AJM300 (INN; carotegrast methyl), an orally active small molecule antagonist of the α4 subunit of α4β1/α4β7 integrins, demonstrated the efficacy and safety in patients with moderately active ulcerative colitis (UC) in a phase 2 study. The phase 3 study (NCT 03531892) of AJM300 as induction therapy was conducted in patients with moderately active UC.


Eligible patients were moderately active Japanese UC, defined as total Mayo Clinic scores (MCS) of 6-10, endoscopic subscores (ES) ≥2, and rectal bleeding subscores (RBS) ≥1, who had inadequate response or intolerance to oral 5-ASA. Followed by a 2-week single-blind placebo (PBO) run-in phase, patients were randomized 1:1 to receive AJM300 960 mg or PBO 3 times daily for 8 weeks. Responders or remitters were allowed to receive AJM300 960 mg again at the subsequent relapse (open-label). The primary endpoint was clinical response at week 8, defined as reduction of the MCS of ≥3-pts and ≥30%, reduction in RBS of ≥1-pt or RBS of ≤1, and ES ≤1.


The randomized 203 patients had moderately active endoscopic evidence at baseline with median UC duration of 6.1 years and MCS of 7.8. For the primary endpoint, 45.1% (46/102) and 20.8% (21/101) of patients in the AJM300 and PBO groups, respectively, achieved clinical response at week 8 (OR=3.30 [95% CI, 1.73-6.29]; p=0.0003). Symptomatic remission, endoscopic improvement and endoscopic remission were also statistically significant for AJM300 vs PBO (Table). In case of episodic AJM300 treatment, AJM300 exhibited similar response to initial treatment. Overall, the incidence of AEs and serious AEs were similar between AJM300 and PBO. There were no deaths or cases of progressive multifocal leukoencephalopathy.

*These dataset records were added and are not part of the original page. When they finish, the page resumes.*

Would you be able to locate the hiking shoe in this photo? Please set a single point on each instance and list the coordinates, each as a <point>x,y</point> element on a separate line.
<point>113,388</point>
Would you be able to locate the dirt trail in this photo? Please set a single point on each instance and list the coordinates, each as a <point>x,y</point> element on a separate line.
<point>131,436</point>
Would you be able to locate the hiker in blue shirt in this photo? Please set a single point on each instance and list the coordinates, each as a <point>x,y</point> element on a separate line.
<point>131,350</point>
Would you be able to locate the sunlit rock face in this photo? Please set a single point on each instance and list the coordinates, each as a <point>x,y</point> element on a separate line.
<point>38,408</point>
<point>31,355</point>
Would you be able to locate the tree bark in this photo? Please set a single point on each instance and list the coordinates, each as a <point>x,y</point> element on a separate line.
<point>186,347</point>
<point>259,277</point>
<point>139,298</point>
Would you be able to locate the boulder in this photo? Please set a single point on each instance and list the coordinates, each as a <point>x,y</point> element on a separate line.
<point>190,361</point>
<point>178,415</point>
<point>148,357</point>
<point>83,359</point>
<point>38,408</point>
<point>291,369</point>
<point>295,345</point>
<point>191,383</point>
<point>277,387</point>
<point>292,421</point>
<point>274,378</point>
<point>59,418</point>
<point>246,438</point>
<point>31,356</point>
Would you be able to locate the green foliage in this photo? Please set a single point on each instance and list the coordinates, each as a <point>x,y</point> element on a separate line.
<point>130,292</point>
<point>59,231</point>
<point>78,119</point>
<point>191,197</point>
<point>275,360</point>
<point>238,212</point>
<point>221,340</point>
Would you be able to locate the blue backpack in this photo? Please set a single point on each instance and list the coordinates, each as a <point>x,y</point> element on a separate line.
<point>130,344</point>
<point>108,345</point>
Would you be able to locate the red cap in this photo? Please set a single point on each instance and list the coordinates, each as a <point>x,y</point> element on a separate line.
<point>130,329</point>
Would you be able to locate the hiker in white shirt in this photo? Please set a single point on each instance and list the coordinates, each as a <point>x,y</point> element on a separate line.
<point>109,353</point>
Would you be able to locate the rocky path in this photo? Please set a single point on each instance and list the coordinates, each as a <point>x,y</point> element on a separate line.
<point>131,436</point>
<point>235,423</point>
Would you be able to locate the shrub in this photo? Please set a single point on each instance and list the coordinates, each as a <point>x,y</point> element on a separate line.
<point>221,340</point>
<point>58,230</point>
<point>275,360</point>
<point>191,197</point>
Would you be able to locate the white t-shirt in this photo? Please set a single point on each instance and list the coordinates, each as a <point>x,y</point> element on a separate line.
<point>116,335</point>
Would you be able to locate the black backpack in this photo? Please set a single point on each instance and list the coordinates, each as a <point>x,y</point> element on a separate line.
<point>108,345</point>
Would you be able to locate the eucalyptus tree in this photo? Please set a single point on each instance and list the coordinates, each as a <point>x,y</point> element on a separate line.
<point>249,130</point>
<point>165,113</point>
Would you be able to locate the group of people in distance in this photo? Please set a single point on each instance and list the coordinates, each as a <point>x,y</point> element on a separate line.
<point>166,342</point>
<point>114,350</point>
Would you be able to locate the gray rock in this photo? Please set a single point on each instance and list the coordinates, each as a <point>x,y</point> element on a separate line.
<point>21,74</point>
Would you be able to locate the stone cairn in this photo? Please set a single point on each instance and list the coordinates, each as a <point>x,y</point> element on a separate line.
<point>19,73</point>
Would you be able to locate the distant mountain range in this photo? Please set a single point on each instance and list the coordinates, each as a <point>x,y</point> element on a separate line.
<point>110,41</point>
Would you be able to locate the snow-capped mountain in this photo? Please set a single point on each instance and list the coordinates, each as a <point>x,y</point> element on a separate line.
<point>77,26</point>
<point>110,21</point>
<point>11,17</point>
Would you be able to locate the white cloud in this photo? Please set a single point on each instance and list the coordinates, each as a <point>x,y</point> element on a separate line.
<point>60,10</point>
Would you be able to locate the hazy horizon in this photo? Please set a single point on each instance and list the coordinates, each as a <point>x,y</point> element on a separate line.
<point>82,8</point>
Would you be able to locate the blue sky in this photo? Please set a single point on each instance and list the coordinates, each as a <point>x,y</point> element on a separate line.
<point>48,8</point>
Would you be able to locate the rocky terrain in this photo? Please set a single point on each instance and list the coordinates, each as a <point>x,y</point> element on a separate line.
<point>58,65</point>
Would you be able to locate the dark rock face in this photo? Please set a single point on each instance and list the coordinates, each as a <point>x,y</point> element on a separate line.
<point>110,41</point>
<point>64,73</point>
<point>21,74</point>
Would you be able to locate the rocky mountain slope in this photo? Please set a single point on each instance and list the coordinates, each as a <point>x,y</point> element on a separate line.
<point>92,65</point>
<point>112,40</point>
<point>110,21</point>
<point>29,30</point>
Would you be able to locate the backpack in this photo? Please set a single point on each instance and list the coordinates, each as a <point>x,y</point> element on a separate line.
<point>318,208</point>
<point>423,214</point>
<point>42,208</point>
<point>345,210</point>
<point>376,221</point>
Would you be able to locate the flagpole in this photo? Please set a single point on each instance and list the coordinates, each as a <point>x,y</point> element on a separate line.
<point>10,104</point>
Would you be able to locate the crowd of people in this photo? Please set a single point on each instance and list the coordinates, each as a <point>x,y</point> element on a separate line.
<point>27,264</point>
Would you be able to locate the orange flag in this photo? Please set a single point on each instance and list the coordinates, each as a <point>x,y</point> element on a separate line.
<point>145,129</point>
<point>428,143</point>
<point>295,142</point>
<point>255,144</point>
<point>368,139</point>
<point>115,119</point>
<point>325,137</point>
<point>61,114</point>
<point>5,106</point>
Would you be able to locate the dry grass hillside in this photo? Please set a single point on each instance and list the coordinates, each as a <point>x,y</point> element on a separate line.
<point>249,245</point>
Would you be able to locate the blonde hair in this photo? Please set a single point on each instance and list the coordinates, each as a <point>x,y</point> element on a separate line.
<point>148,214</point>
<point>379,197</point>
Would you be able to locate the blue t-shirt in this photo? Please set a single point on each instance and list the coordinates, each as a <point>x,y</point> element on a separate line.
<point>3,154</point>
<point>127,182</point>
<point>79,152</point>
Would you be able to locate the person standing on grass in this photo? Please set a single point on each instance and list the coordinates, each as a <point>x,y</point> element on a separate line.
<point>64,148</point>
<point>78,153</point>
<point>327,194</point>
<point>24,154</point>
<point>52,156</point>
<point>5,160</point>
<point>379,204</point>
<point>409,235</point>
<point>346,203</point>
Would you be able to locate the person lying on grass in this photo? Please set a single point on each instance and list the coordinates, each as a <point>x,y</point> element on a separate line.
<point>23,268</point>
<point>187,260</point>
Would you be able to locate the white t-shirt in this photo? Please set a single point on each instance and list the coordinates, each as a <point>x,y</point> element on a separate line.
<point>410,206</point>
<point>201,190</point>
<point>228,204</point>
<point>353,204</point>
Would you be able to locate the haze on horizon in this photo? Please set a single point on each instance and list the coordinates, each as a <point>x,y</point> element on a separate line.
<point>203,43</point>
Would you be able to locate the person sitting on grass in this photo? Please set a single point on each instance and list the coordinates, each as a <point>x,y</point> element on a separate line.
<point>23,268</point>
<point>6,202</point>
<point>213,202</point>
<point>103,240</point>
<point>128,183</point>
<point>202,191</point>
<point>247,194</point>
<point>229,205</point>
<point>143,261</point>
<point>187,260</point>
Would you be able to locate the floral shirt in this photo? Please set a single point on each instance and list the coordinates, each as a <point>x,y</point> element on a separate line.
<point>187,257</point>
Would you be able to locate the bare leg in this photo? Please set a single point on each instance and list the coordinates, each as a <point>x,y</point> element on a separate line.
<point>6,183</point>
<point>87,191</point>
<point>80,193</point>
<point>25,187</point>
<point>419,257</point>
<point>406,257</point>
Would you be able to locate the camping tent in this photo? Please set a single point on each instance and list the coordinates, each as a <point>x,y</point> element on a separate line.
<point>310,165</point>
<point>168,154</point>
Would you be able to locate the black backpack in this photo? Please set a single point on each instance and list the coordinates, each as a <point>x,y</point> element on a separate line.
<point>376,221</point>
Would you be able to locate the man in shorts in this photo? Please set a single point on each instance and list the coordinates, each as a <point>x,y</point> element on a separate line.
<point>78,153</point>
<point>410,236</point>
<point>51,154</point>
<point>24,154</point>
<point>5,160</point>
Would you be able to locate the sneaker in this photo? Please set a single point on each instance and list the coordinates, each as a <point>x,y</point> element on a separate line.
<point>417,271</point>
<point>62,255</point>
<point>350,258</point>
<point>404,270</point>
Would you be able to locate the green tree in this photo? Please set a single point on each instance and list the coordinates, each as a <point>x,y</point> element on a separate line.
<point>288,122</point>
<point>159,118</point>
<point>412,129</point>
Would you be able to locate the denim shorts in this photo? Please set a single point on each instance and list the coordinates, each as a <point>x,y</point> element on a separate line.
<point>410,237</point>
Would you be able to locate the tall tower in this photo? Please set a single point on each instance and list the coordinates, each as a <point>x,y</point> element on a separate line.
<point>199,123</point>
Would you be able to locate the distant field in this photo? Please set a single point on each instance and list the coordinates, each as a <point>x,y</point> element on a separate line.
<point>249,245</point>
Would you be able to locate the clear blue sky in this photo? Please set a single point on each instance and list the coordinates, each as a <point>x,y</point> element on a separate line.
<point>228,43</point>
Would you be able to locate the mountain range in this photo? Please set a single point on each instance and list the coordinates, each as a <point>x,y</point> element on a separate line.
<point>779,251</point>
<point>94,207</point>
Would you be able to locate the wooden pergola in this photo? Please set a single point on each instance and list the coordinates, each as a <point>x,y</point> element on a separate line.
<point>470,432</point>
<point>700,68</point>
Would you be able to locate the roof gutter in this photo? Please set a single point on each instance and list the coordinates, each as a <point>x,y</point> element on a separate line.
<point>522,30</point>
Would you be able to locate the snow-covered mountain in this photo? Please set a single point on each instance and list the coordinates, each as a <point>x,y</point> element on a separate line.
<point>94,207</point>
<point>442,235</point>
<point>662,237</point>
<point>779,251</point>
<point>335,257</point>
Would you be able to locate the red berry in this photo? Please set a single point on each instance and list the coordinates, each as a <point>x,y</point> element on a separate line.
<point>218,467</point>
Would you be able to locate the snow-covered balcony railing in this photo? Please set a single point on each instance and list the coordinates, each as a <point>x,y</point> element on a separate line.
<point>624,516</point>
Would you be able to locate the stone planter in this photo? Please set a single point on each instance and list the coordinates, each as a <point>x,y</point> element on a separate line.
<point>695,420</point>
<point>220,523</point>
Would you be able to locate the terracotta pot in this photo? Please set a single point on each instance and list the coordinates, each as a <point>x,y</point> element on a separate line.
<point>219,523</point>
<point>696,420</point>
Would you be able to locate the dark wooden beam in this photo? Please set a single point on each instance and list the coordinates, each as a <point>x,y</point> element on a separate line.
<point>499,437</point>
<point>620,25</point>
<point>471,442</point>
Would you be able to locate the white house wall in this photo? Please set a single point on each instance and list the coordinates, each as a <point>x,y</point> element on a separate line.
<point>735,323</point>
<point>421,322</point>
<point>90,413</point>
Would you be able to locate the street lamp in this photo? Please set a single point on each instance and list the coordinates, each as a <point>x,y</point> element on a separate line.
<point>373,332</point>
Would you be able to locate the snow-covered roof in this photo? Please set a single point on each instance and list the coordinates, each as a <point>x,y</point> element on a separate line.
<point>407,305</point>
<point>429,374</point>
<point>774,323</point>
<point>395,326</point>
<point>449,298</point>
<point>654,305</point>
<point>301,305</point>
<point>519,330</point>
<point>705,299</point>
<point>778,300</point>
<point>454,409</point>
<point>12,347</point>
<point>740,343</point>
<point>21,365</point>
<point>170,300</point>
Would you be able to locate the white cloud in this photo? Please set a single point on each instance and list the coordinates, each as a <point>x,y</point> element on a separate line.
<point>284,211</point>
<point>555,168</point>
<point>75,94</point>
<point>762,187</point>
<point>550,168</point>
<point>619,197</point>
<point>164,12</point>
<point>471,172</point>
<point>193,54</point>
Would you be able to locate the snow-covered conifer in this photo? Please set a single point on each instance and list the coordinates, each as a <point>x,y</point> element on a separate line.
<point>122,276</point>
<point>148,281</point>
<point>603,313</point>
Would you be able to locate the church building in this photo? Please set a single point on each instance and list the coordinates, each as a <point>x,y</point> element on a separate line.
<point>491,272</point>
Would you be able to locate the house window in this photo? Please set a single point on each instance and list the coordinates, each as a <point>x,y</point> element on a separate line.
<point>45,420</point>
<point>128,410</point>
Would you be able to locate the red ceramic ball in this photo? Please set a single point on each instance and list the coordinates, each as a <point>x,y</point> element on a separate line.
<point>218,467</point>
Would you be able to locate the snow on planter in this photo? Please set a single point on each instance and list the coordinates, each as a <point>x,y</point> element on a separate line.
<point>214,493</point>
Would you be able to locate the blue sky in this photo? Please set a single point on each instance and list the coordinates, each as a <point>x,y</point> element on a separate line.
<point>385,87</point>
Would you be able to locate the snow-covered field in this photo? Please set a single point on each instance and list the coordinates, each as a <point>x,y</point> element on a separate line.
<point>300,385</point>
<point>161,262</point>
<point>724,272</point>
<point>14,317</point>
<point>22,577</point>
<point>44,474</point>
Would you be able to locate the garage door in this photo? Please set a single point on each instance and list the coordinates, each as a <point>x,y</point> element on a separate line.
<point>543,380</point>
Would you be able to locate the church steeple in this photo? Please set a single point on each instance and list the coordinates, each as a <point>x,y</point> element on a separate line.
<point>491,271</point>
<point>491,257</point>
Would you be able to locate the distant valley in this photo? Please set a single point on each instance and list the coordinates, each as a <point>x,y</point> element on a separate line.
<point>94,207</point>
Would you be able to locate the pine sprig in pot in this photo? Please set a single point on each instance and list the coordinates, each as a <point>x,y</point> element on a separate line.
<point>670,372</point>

AJM300 induced clinical response as well as endoscopic remission with good tolerability. AJM300 may become a novel therapeutic option for patients who had inadequate response or intolerance to oral 5-ASA.

Table. Efficacy results at Week 8

EndpointPBO, n (%) (n=101)AJM300, n (%) (n=102)Percent difference (95% CI)P value
Clinical response21 (20.8)46 (45.1)24.3 (11.4,36.1)0.0003
Clinical remission14 (13.9)23 (22.5)8.7 (-2.0,19.2)0.1089
Symptomatic remission22 (21.8)42 (41.2)19.4 (6.6,31.3)0.0029
Endoscopic improvement27 (26.7)56 (54.9)28.2 (14.7,40.2)<0.0001
Endoscopic remission3 (3.0)14 (13.7)10.8 (3.1,19.0)0.0057

Clinical response=a reduction of the MCS of ≥3-pts and ≥30%, reduction in RBS of ≥1-pt or RBS of ≤1, and ES ≤1; Clinical remission=MCS≤2 and no subscores >1; Symptomatic remission=total of RBS and stool frequency subscores ≤1; Endoscopic improvement=ES ≤1; Endoscopic remission=ES =0.
CI, confidence interval; ES, endoscopic subscores; MCS, Mayo Clinic Score; PBO, placebo; RBS, rectal bleeding subscores.